Flächenfallschirme werden am häufigsten aus dem Nylongewebe "F-111", aus "Zero-P" (zero porosity: 'keine' Luftdurchlässigkeit, Nullgewebe) oder aus Kombinationen davon hergestellt. An den Enden (bei einer Rundkappe) oder unter der Fläche (bei Flächensystemen) des Fallschirmtuchs sind die Fangleinen befestigt, an dem die Fracht oder der Springer hängt.

Systemaufbau

Systeme für den Fallschirmsprung bestehen heute im Wesentlichen aus folgenden Baugruppen:

Anwendungen

Der Fallschirm hat vor allem drei Anwendungen: Rettung, Sport und Transport

Rettung

Bei einem drohenden Absturz eines Flugzeugs (siehe auch Schleudersitz) wird entweder jede Person einzeln oder aber das gesamte Flugzeug durch den Fallschirm vor einem (tödlichen) Aufprall geschützt (s.a. Rettungsfallschirm, Gesamtrettungssystem) .

In dieser Kategorie sind auch die Anwendung der Bremsschirme für Raumkapseln (siehe Space Shuttle und Jagdflugzeuge, da durch die Anwendung des Bremsfallschirmes sehr schnell viel Geschwindigkeit auf der Landepiste abgebaut werden kann.

Sport

Der Fallschirm wird als Sportgerät beim Fallschirmspringen (heutzutage nach englischem Vorbild auch Skydiving genannt) als eigene Luftsportart eingesetzt. Hier haben sich mittlerweile zahlreiche unterschiedliche Sprungtechniken und Disziplinen entwickelt.

Eine weitere Anwendung, wie sie vielfach an Badeorten zu sehen ist, ist das Gleiten an einem von einem Motorboot gezogenen Fallschirm. Dadurch gewinnt man schnell an Höhe und bekommt einen schönen Ausblick aufs Meer und das Umland.

Transport

Durch den Fallschirm können über den Luftweg schwer zugängliche Orte erreicht werden.

Dies wird insbesondere zu militärischen Zwecken von Fallschirmjägern durchgeführt, wo ganze Ausrüstungen inkl. Fahrzeugen und Panzer auf diesem Weg mitten im Feindesgebiet abgesetzt werden können. Auch einige von Bombern abgeworfene Fliegerbomben hängen an Fallschirmen, etwa die Daisy Cutter.

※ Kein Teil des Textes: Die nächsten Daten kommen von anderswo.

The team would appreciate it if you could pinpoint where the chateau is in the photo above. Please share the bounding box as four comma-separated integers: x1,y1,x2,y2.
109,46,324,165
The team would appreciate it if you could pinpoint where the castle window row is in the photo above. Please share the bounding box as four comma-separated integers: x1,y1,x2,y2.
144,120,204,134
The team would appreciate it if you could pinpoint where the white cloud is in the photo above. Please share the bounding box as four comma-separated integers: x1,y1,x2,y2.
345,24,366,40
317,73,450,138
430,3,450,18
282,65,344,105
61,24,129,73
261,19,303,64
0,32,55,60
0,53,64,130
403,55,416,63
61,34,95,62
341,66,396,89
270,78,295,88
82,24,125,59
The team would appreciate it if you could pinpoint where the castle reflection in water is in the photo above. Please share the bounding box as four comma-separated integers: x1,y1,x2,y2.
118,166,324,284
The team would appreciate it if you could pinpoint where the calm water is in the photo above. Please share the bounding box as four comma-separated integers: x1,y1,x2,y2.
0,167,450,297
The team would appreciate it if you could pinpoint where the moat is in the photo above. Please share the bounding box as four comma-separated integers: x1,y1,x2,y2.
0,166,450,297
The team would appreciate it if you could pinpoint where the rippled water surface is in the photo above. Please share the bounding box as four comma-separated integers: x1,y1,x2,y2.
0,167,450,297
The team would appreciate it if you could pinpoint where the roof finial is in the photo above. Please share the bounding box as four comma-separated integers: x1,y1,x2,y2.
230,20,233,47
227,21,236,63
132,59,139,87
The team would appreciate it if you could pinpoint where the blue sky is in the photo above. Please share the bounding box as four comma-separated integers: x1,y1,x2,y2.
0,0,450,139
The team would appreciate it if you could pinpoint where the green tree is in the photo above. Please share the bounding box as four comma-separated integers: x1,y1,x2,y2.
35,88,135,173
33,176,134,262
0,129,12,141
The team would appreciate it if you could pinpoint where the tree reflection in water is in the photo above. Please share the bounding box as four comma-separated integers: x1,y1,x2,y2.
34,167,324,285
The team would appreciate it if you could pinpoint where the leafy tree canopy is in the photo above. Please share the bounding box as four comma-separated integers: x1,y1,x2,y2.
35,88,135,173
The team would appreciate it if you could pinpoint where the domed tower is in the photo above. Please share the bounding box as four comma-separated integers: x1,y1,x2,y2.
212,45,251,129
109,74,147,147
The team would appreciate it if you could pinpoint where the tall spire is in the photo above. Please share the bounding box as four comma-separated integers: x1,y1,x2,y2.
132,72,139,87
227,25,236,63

In der zivilen Ausgestaltung dieser Anwendung können insbesondere Hilfsgüter schnell und einfach in eine betroffene Region gebracht werden.


Eine Weiterentwicklung des Flächenfallschirms ist der Gleitschirm, der deutlich verbesserte aerodynamische Eigenschaften aufweist und mit dem durch Ausnutzung von Thermik auch grössere Distanzen (bis zu 400 km) zurückgelegt werden können.